Dilma Rousseff garantizaba ayer: “No voy a dejar que me aterroricen”. Se refería a la sucesión de hechos que este miércoles, en un único día, aumentaron de forma exponencial las incertidumbres en las que navega su gobierno. Prometió, como lo exige el protocolo propio de esta circunstancia, que enfrentará los problemas “con humildad, pero también con firmeza”. Utilizó también otras consignas: “Coraje y determinación”. Y apostó a una convocatoria de “lo mejor” del espíritu brasileño: “Somos un pueblo con el optimismo enraizado en el alma. Juntos somos imbatibles”. Discursos emotivos poco tienen que ver con la racionalidad –o irracionalidad—de la política.
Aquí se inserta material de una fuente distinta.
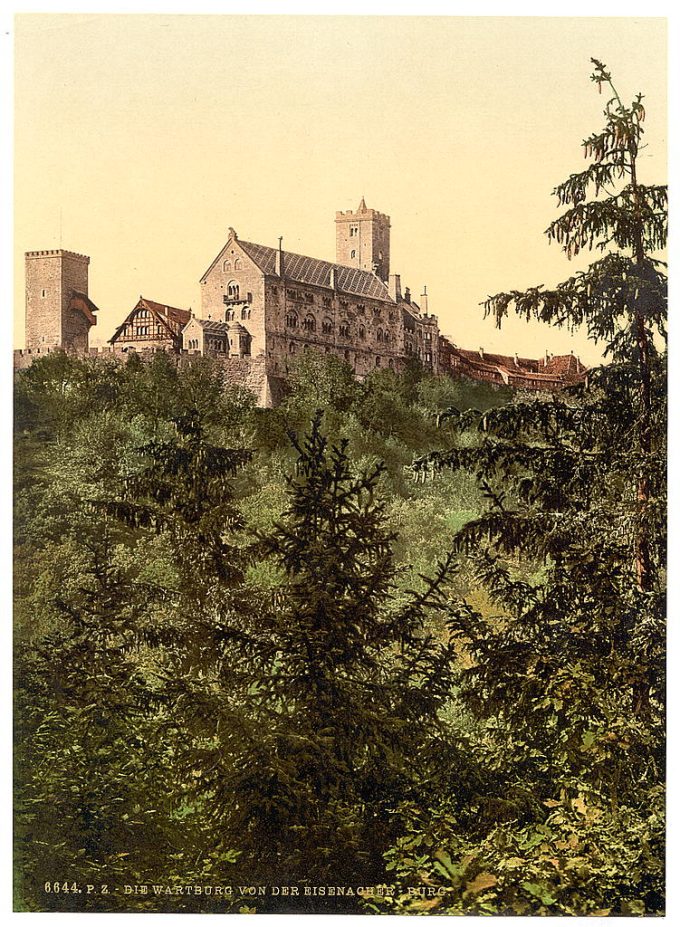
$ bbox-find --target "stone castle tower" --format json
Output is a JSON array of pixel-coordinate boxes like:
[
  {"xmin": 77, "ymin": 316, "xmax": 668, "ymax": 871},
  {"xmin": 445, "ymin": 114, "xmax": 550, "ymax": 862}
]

Hay un momento en que, sencillamente, no tienen impacto. Este es uno de ellos: lo que los brasileños esperan es algo más que palabras de efecto. Aguardan alguien que dé explicaciones claras sobre qué vendrá en el futuro. Por el momento, la presidente tiene poco y nada para ofrecer, salvo ajuste y ajuste, que es lo que proclama su ministro de Hacienda, Joaquim Levy.

No cabe duda que las iniciativas de la oposición tienen como destino el fracaso. Lo dijeron los analistas más adversos al gobierno de Rousseff. A los opositores no les asiste legitimidad constitucional. Parte por parte: la derrota de ayer del oficialismo en el Congreso fue por una razón penosa. Ocurre que la oposición y los “oficialistas” devenidos opositores pretenden consagrar una medida siniestra: el aumento de hasta 75% en los salarios del sistema judicial. Dilma vetó la resolución.

La razón es muy simple: significaría un gasto de nada menos que 7.000 millones de dólares en los

próximos tres años. Apenas para reajustar las remuneraciones de empleados y de la jerarquía que hoy tienen como básico absoluto 1.500 dólares. De lejos, es el sector mejor pago de todo el país, más incluso que los trabajadores petroleros, que actúan en un sector económicamente sensible. No basta con eso: ayer mismo, en medio del temblor político del país, de buenas a primeras fue aprobado por los parlamentarios un ajuste de nada menos que 16,5% para los jueces. Eleva el salario del sector sencillamente a 10.000 dólares (125.000 pesos al cambio oficial en la Argentina). Entre tanto, las remuneraciones de la presidenta brasileña y sus ministros quedarán bien abajo. Inclusive, porque la jefa de Estado decidió reducir en 10% los emolumentos recibidos por ella y sus colaboradores. ¿Qué indujo al desatino? Es muy simple: la Corte Suprema decide la vida y obra de los parlamentarios acusados de corrupción. Es ese organismo el que impone el juicio y la prisión, aún cuando los colegas de legisladores procesados no admitan anularles el cargo. Es, si se quiere, una ofrenda al Dios supremo de la justicia.